Beberapa waktu lalu saya sempat mengikuti diskusi media terkait dengan keharmonisan rumah tangga,
‘Istri Resik, Pernikahan Harmonis’. Saat itu, Ajeng Raviando, M.Psi selaku psikolog keluarga memaparkan tren perceraian tahun ini semakin meningkat; angkanya sekitar 15-20%. Ia pun menjelaskan apa saja penyebab perceraian di Indonesia
Alasan utama perceraian nomor wahid yakni ketidakharmonisan dalam hubungan rumah tangga dan kedua adalah sosial media, disusul karena alasan faktor ekonomi dan orang ke-3.
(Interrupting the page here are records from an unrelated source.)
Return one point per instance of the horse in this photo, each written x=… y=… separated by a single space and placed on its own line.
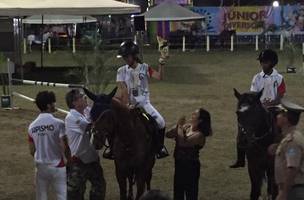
x=133 y=141
x=258 y=131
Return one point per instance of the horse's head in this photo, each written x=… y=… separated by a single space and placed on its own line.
x=250 y=110
x=101 y=116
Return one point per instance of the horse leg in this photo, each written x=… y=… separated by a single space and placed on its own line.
x=272 y=188
x=256 y=174
x=149 y=178
x=140 y=185
x=122 y=182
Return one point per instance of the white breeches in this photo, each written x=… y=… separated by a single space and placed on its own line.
x=47 y=176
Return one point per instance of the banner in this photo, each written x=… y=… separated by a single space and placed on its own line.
x=181 y=2
x=247 y=20
x=253 y=19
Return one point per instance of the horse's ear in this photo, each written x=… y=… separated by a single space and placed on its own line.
x=236 y=93
x=111 y=95
x=90 y=94
x=260 y=94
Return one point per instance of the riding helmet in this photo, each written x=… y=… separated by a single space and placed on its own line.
x=269 y=55
x=128 y=48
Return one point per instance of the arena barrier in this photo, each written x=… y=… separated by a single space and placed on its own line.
x=33 y=100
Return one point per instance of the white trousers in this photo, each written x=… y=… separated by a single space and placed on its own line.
x=155 y=114
x=47 y=176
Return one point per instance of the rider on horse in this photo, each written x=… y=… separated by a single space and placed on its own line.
x=133 y=80
x=273 y=86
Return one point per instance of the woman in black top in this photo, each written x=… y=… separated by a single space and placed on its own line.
x=190 y=138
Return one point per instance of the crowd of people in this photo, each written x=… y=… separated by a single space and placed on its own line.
x=66 y=159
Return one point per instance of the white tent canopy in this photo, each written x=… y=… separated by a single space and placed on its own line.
x=67 y=7
x=58 y=19
x=170 y=11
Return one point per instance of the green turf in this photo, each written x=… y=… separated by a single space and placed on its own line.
x=192 y=80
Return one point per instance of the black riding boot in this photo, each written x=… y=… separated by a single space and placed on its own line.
x=162 y=151
x=108 y=153
x=240 y=162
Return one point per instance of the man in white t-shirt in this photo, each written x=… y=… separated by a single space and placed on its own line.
x=48 y=144
x=133 y=83
x=84 y=165
x=273 y=86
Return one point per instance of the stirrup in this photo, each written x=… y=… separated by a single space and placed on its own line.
x=108 y=154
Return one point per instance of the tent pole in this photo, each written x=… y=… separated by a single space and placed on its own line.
x=41 y=58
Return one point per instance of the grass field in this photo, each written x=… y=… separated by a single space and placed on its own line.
x=192 y=80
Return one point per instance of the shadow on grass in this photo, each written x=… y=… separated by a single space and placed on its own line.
x=185 y=75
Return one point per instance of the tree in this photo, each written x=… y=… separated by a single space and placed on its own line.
x=96 y=75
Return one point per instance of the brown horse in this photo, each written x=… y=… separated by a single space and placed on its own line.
x=257 y=132
x=132 y=136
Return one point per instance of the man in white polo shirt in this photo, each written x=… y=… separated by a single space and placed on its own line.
x=84 y=165
x=48 y=144
x=273 y=86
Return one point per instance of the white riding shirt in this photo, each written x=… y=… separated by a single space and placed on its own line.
x=137 y=82
x=272 y=84
x=79 y=140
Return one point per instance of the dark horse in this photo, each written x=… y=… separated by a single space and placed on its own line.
x=256 y=133
x=132 y=135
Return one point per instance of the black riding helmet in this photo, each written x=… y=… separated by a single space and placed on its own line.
x=269 y=55
x=128 y=48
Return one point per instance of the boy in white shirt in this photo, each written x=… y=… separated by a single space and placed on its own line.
x=48 y=144
x=84 y=165
x=272 y=83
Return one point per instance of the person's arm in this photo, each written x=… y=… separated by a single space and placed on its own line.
x=196 y=138
x=65 y=147
x=64 y=141
x=173 y=132
x=32 y=147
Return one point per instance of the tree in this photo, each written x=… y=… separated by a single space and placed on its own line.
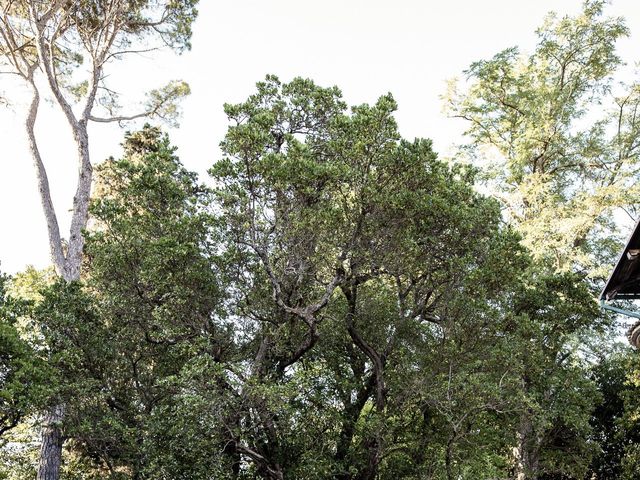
x=352 y=254
x=143 y=314
x=563 y=165
x=22 y=372
x=58 y=40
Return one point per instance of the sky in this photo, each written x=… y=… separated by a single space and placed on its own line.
x=366 y=47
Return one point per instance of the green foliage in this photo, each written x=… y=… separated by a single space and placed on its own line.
x=23 y=375
x=561 y=163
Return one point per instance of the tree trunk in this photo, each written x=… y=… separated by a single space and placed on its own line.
x=51 y=448
x=526 y=452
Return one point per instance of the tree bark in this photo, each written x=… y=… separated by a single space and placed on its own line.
x=51 y=448
x=526 y=452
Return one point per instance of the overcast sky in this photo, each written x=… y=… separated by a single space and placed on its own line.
x=365 y=47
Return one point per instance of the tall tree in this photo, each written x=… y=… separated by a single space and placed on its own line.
x=563 y=164
x=352 y=255
x=59 y=41
x=145 y=310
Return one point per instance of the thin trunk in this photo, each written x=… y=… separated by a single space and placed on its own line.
x=526 y=451
x=51 y=448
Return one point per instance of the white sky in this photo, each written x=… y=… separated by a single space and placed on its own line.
x=365 y=47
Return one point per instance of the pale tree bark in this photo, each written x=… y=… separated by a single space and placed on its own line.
x=33 y=35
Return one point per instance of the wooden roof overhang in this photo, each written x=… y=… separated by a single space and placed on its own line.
x=624 y=282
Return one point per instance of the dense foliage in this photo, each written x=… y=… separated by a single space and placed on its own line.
x=340 y=303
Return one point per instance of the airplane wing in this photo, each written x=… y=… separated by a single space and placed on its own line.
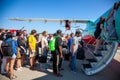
x=48 y=20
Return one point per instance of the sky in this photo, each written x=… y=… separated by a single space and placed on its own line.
x=50 y=9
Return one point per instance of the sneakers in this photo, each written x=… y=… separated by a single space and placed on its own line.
x=58 y=74
x=18 y=69
x=74 y=72
x=3 y=72
x=60 y=69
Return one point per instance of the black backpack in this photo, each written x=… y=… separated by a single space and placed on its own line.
x=7 y=48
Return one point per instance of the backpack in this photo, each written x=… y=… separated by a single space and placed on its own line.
x=7 y=48
x=52 y=44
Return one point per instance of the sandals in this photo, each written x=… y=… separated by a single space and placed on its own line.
x=13 y=77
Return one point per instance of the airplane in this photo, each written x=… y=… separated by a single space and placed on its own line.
x=96 y=63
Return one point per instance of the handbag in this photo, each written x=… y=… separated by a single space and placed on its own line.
x=18 y=53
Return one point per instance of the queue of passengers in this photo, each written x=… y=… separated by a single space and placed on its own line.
x=20 y=44
x=13 y=48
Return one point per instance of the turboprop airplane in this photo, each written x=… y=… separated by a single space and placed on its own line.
x=94 y=63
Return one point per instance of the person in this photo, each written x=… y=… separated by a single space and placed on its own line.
x=70 y=40
x=44 y=43
x=74 y=48
x=99 y=28
x=2 y=59
x=32 y=48
x=22 y=47
x=37 y=47
x=11 y=59
x=111 y=20
x=57 y=54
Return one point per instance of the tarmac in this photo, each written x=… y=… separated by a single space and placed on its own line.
x=111 y=72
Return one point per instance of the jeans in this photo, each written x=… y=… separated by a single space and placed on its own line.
x=73 y=63
x=55 y=61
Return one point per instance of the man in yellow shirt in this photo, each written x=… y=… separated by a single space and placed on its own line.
x=32 y=47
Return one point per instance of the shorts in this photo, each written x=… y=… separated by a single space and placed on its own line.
x=97 y=35
x=32 y=54
x=13 y=56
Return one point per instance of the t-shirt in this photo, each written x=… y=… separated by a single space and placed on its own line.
x=75 y=42
x=58 y=43
x=32 y=41
x=70 y=41
x=21 y=42
x=98 y=29
x=14 y=45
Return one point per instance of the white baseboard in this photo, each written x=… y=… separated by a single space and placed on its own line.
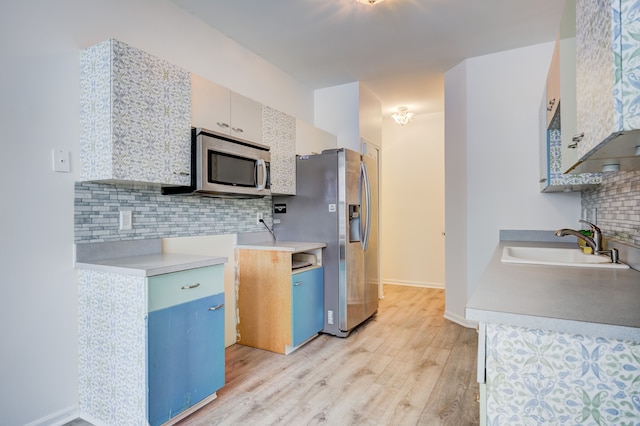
x=460 y=320
x=58 y=418
x=413 y=283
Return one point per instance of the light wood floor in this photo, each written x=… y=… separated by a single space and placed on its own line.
x=406 y=366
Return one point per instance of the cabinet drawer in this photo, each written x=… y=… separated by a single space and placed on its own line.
x=180 y=287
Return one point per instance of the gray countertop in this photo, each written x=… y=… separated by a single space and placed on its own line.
x=599 y=302
x=151 y=264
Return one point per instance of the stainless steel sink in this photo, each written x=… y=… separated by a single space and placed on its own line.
x=557 y=256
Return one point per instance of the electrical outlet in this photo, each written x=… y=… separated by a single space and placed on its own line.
x=126 y=220
x=61 y=162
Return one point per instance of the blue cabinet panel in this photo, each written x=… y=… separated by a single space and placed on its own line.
x=307 y=304
x=186 y=356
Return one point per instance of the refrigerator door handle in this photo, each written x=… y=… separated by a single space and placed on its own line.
x=364 y=175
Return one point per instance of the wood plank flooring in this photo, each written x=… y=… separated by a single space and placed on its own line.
x=405 y=366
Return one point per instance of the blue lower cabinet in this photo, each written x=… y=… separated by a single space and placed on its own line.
x=307 y=304
x=185 y=356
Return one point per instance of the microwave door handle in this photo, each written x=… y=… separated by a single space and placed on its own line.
x=261 y=164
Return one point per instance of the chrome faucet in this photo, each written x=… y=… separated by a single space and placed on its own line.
x=594 y=242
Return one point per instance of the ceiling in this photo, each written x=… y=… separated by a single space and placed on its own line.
x=399 y=49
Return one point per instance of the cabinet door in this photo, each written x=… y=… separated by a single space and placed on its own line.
x=307 y=304
x=595 y=73
x=210 y=105
x=185 y=356
x=246 y=118
x=279 y=133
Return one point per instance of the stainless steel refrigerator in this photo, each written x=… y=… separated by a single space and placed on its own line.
x=337 y=203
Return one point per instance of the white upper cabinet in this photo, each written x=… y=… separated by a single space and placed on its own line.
x=553 y=85
x=216 y=108
x=135 y=117
x=210 y=105
x=608 y=92
x=557 y=149
x=246 y=118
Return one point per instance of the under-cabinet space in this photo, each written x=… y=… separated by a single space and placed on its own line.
x=279 y=308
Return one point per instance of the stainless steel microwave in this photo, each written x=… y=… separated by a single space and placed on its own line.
x=224 y=167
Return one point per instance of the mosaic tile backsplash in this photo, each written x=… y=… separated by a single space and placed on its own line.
x=97 y=213
x=617 y=206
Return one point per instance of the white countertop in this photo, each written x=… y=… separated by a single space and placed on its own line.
x=599 y=302
x=151 y=264
x=292 y=246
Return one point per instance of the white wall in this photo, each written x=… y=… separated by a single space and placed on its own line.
x=412 y=214
x=499 y=150
x=39 y=91
x=455 y=154
x=336 y=111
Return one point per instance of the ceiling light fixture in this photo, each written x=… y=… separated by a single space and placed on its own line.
x=403 y=116
x=370 y=2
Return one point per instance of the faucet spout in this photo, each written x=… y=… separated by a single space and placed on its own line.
x=588 y=240
x=595 y=243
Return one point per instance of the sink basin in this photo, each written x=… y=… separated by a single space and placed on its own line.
x=558 y=257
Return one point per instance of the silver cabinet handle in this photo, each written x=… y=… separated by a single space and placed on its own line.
x=190 y=286
x=261 y=164
x=576 y=139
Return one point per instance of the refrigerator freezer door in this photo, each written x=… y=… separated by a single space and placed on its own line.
x=371 y=253
x=352 y=294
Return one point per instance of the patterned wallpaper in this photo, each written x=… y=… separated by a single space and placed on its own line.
x=135 y=113
x=97 y=206
x=617 y=205
x=539 y=377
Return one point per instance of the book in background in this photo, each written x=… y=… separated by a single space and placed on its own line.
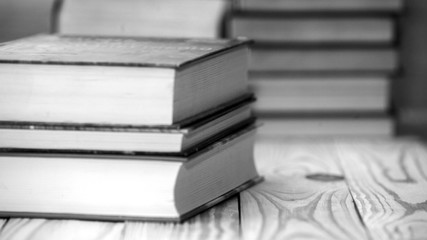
x=150 y=18
x=323 y=67
x=123 y=128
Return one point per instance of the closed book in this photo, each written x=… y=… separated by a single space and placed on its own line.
x=113 y=139
x=160 y=18
x=347 y=92
x=128 y=81
x=324 y=59
x=320 y=5
x=143 y=187
x=312 y=29
x=328 y=125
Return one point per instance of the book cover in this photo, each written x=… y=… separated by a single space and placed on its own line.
x=113 y=51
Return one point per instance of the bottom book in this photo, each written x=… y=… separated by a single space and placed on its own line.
x=126 y=187
x=325 y=126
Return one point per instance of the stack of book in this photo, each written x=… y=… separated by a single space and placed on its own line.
x=322 y=67
x=123 y=128
x=154 y=18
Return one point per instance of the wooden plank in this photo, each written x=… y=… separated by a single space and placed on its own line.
x=35 y=229
x=304 y=194
x=220 y=222
x=388 y=181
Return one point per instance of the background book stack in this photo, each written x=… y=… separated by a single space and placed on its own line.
x=321 y=67
x=123 y=128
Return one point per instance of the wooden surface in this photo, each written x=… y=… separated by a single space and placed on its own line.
x=313 y=189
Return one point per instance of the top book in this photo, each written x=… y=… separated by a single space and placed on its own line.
x=118 y=81
x=148 y=18
x=319 y=5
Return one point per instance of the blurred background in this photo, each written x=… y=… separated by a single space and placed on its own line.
x=318 y=67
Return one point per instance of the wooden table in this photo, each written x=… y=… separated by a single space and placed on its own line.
x=314 y=189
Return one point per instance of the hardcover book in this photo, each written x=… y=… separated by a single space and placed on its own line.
x=159 y=18
x=313 y=30
x=117 y=139
x=320 y=5
x=143 y=187
x=127 y=81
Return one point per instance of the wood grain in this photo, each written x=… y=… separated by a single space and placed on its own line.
x=220 y=222
x=42 y=229
x=388 y=181
x=304 y=194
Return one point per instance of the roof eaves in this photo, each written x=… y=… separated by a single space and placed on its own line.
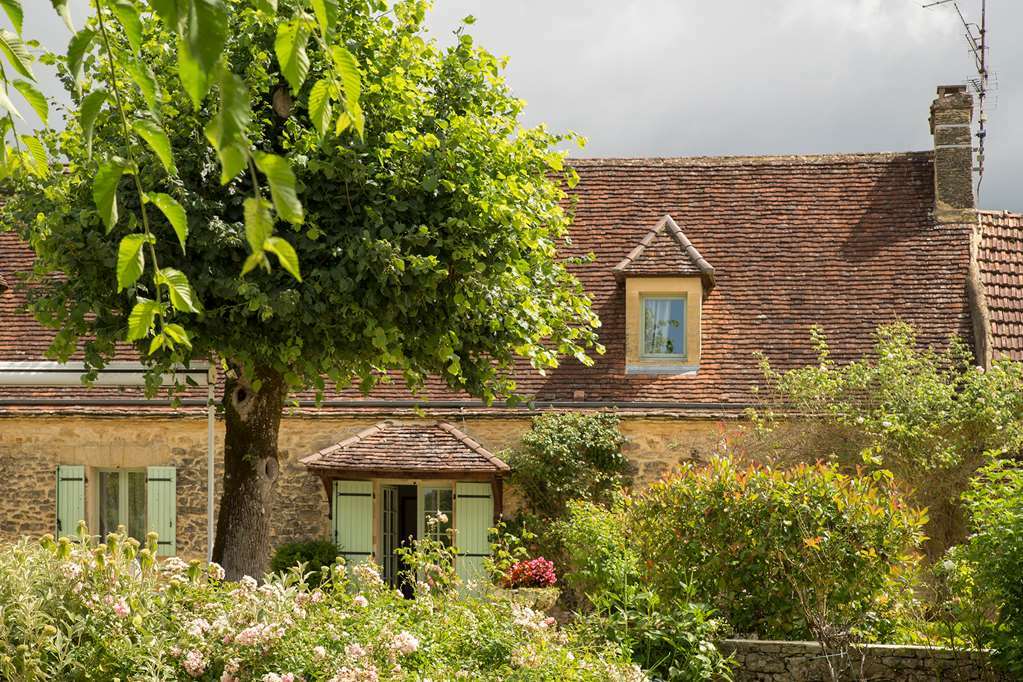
x=474 y=446
x=706 y=269
x=313 y=460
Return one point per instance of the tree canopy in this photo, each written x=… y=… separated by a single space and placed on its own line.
x=424 y=219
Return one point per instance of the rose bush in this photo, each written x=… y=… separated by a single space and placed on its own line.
x=70 y=609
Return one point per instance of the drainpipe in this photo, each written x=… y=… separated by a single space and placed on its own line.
x=211 y=420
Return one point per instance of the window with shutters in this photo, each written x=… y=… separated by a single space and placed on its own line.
x=437 y=511
x=123 y=502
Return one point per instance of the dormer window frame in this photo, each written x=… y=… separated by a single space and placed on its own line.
x=682 y=298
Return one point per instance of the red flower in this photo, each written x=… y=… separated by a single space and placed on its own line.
x=535 y=573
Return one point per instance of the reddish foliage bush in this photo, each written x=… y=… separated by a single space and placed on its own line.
x=535 y=573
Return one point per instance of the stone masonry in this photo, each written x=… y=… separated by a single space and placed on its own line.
x=761 y=661
x=31 y=449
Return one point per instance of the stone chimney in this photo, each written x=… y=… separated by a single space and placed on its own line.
x=951 y=119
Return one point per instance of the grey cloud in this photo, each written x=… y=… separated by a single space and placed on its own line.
x=734 y=77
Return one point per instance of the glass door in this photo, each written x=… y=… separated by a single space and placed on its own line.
x=389 y=533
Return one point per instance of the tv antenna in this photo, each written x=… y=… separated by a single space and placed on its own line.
x=976 y=38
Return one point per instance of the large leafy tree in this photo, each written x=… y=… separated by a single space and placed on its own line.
x=413 y=219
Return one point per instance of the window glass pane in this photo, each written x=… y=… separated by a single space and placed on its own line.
x=437 y=505
x=109 y=499
x=136 y=505
x=664 y=326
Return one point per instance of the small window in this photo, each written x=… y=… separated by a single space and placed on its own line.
x=122 y=502
x=437 y=508
x=663 y=326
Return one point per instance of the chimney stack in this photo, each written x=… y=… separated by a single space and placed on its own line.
x=951 y=119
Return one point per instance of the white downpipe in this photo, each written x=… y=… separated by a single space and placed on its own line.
x=211 y=420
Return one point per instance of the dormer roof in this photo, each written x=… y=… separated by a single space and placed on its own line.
x=663 y=252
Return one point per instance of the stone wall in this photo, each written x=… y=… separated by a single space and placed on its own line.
x=804 y=662
x=31 y=449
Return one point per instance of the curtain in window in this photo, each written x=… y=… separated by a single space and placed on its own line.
x=663 y=326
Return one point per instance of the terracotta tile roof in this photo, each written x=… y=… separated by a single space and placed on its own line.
x=407 y=449
x=665 y=251
x=1001 y=261
x=844 y=241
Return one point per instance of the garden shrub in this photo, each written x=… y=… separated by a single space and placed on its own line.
x=313 y=554
x=785 y=554
x=568 y=456
x=598 y=557
x=70 y=610
x=985 y=574
x=534 y=573
x=672 y=637
x=928 y=415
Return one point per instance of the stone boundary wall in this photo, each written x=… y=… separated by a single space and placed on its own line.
x=762 y=661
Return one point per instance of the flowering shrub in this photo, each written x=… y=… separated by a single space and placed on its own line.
x=72 y=610
x=784 y=554
x=535 y=573
x=671 y=638
x=985 y=574
x=312 y=555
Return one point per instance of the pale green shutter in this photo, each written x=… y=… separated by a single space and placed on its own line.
x=162 y=504
x=353 y=519
x=71 y=499
x=474 y=516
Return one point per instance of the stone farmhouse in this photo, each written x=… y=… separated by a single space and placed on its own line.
x=699 y=264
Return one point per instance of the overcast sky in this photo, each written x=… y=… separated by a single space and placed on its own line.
x=663 y=78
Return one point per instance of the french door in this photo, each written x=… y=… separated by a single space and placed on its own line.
x=389 y=533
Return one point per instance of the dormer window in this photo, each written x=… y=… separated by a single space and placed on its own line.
x=666 y=280
x=663 y=326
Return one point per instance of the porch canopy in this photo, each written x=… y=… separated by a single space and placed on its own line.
x=407 y=450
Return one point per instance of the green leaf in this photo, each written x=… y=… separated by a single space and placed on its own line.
x=259 y=224
x=157 y=343
x=173 y=12
x=158 y=140
x=9 y=105
x=14 y=13
x=91 y=106
x=182 y=297
x=146 y=82
x=141 y=318
x=131 y=259
x=77 y=49
x=226 y=131
x=16 y=53
x=40 y=162
x=326 y=13
x=35 y=98
x=104 y=190
x=320 y=110
x=201 y=45
x=291 y=49
x=278 y=174
x=175 y=214
x=194 y=79
x=254 y=261
x=128 y=15
x=285 y=254
x=351 y=79
x=60 y=6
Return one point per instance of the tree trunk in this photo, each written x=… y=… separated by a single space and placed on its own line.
x=251 y=467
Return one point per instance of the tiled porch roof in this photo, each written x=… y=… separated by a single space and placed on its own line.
x=406 y=450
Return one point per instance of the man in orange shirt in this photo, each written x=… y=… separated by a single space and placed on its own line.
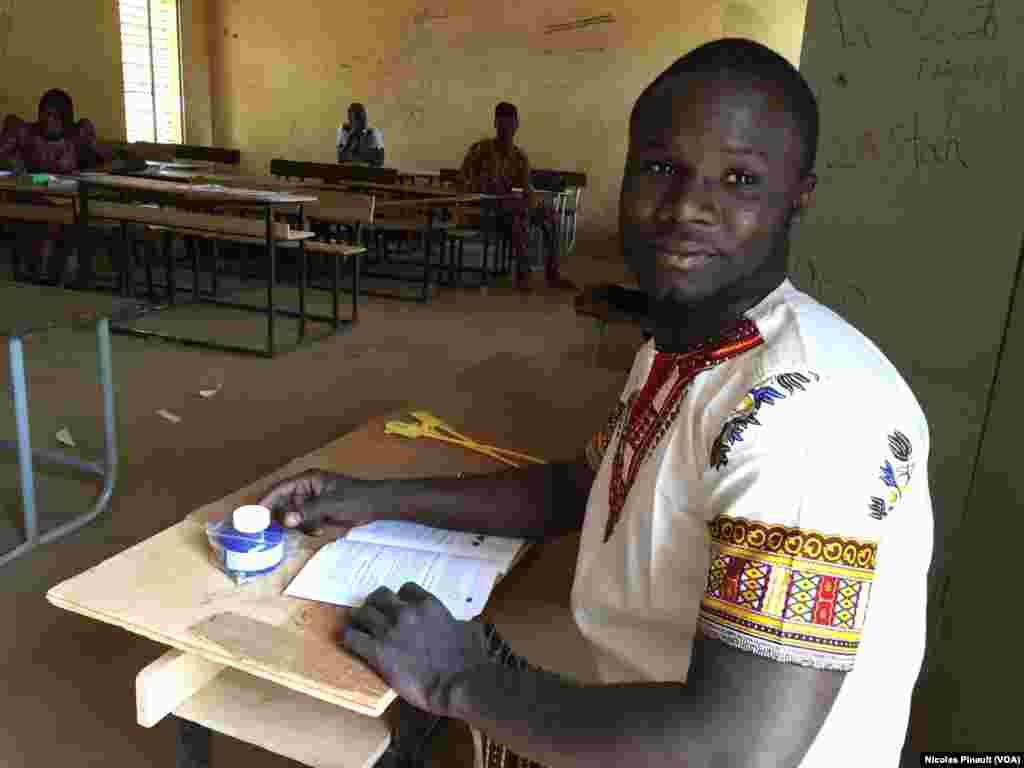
x=497 y=166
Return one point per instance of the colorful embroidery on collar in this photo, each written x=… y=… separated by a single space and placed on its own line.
x=651 y=411
x=896 y=477
x=745 y=414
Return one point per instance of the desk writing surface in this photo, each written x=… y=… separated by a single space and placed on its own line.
x=10 y=184
x=188 y=192
x=166 y=585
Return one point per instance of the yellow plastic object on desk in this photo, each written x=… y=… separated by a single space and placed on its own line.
x=432 y=423
x=414 y=431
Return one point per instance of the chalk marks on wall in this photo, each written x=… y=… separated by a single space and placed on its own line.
x=846 y=297
x=580 y=24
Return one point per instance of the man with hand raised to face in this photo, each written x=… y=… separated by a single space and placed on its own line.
x=755 y=514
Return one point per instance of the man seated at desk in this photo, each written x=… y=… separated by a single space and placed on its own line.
x=498 y=166
x=756 y=516
x=357 y=142
x=55 y=143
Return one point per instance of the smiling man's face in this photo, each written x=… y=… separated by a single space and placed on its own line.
x=712 y=177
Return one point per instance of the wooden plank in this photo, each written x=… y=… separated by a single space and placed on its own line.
x=307 y=659
x=167 y=585
x=176 y=219
x=287 y=723
x=168 y=682
x=163 y=587
x=341 y=207
x=293 y=238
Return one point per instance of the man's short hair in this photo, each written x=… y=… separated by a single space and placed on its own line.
x=507 y=110
x=743 y=59
x=60 y=102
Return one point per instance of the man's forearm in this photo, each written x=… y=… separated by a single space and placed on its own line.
x=534 y=502
x=557 y=723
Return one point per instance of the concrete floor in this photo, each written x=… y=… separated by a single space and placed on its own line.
x=520 y=370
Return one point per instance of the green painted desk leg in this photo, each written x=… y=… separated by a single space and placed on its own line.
x=194 y=744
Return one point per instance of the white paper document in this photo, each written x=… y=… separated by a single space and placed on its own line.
x=346 y=571
x=412 y=536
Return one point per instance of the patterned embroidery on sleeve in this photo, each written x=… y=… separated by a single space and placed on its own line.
x=895 y=476
x=598 y=444
x=745 y=414
x=788 y=594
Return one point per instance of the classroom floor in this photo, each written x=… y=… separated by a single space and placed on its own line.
x=519 y=365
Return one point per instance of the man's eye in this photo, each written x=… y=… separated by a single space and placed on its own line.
x=739 y=178
x=657 y=168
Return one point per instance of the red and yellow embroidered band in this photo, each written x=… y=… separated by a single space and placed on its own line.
x=788 y=594
x=598 y=444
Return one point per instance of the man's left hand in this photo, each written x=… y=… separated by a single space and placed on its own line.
x=415 y=644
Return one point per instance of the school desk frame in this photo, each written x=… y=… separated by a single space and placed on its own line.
x=172 y=196
x=27 y=458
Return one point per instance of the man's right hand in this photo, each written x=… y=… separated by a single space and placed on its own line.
x=314 y=499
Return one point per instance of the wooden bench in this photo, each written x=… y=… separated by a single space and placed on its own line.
x=46 y=214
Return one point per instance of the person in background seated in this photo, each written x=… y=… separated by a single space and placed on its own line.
x=497 y=166
x=357 y=142
x=55 y=143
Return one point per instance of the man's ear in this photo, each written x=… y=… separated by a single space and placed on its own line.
x=805 y=198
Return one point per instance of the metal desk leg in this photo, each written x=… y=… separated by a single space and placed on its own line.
x=335 y=279
x=425 y=292
x=271 y=279
x=193 y=744
x=302 y=290
x=356 y=265
x=25 y=456
x=26 y=479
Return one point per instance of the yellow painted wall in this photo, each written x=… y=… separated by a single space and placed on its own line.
x=196 y=44
x=284 y=74
x=69 y=44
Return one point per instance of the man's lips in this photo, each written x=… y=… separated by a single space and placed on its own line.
x=683 y=257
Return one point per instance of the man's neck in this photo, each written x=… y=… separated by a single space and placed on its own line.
x=680 y=328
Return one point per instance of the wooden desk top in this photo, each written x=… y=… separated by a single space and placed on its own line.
x=436 y=202
x=64 y=188
x=165 y=586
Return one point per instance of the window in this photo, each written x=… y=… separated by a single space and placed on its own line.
x=152 y=60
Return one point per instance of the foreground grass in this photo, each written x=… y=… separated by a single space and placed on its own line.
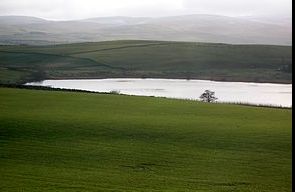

Baca juga : Penelitian: Ini 7 hal yang sering menjadi penyebab perceraian
Tak hanya itu saja, menurut Ajeng, penyebab perceraian di Indonesia juga tidak terlepas adanya pergeseran pola pikir ketika banyak pasangan yang menilai bahwa pernikahan tak ubahnya pacaran. Jika merasa tidak cocok, bisa langsung berpisah.
Selain itu, saat ini banyak pasangan millenial memiliki cara pandang bahwa yang paling terpenting adalah bagaimana mereka bisa merasa bahagia. Saat pernikahan sudah dirasa tidak bahagia, dengan mudahnya dapat memutuskan untuk bercerai. Padahal semestinya memang tidak seperti itu.
“Kalau sudah nggak harmonis, nggak cocok, sering bertengkar, ya sudah bercerai saja. jadi seperti pacaran. Padahal sebuah pernikahan tidak seperti itu. Untuk mempertahankannya memang butuh kerja keras, usaha dan kemauan kedua belah pihak untuk saling memperbaiki dan berubah. Setelah bercerai apa menjamin bisa bahagia? Kan tidak” tuturnya.
Lantas apa kaitannya dengan masalah sosial media menyebabkan perceraian? Dalam hal ini Ajeng menjelaskan mengapa sosial media bisa memengaruhi kualitaas hubungan suami istri.
Sosial media menjadi salah satu penyebab perceraian di Indonesia karena mampu mengganggu quality time pasangan suami istri
Tidak bisa dipungkiri, saat ini tantangan pasangan suami istri kian meningkat. Salah satunya terkait dengan quality time. Sayangnya dengan berkurangnya waktu berkualitas, tidak membuat pasangan suami istri menghabiskan waktu bersama-sama. Mereka justru lebih asik dan sibuk bermain sosial media. Bahkan saat di area intim seperti tempat tidur.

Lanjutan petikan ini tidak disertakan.